To accomplish this cohesive vision, Wright was in control of all aspects of the design. “This included the orientation of the building on the site, choice of building materials, and all of the interior design — furniture, lighting, art glass, rugs, and even art objects — if complete unity, and, hence, the desired harmony and repose, was to be achieved,” says Stipe.

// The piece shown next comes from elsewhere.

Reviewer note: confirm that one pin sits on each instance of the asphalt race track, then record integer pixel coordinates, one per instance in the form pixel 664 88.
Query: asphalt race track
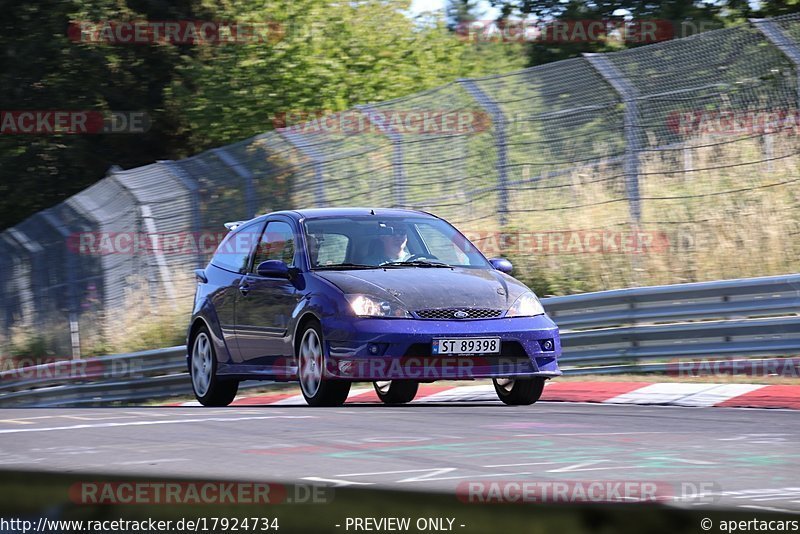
pixel 720 457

Here, Stipe, who has written two books on Wright — one of them focusing more specifically on his lesser-known passion for interior design: Frank Lloyd Wright, The Rooms: Interiors and Decorative Arts — shares four of the architect’s most compelling and provocative interior design mantras.

1. Bring the Outdoors In

When done well, a seamless integration of interior space with exterior space can promote well-being and creativity. For example, at Wright’s winter home Taliesin West in Scottsdale, Arizona, the design blurs the lines between indoor and outdoor living, with framed views of the desert landscape celebrated throughout the space.

Explore Taliesin West’s holistic design — take a tour of Wright’s desert laboratory.

2. Design to Human Scale

Human scale is the true building scale. An innate sense of comfort comes from fixing building proportions to human scale. This key concept is evidenced at Taliesin, Wright’s expansive laboratory for organic architecture in Wisconsin, where a study of wood and stone that opens to the outdoors appeals to the human senses.

Discover Wright’s laboratory of organic architecture, Taliesin, by taking a tour.

Photo: Andrew Pielage

3. Edit Out the Unnecessary

One of the most important principles of design is the elimination of the insignificant. Knowing “what to leave out and what to put in,” as Stipe says. The successful resolution of this challenge results in simplicity and repose. Neither is easily attained. In Taliesin, Wright built a Prairie-inspired home on his sprawling, 800-acre agricultural estate that defines sophisticated simplicity.

Photo: John Lewis Marshall

4. Retain the Original Vision

When building from the ground up, be sure to understand what drew you to the site, what charmed you about it, and then build so that you can still see those elements. For instance, at Taliesin West, natural light via an abundance of windows and luminous canvas roofs play a major part in the design, which celebrates one of Wright’s favorite characteristics of the desert: brilliant sunlight.

 


 

“Wright is relevant because he never gave up on the timeless,” says Stipe. “He believed beauty, the arts, and communion with nature were vital to the well-being of people. By reuniting the interior of the human shelter with the natural environment outside, new experiences and patterns are created, the human spirit is awakened, and everyday life enriched.”

With nature as a “primal source for new ideas and new forms,” Wright relished its beauty, was inspired by its diversity, and took heed of its lessons in simplicity and economy. “It was never about having more,” says Stipe. “It was always about being more.”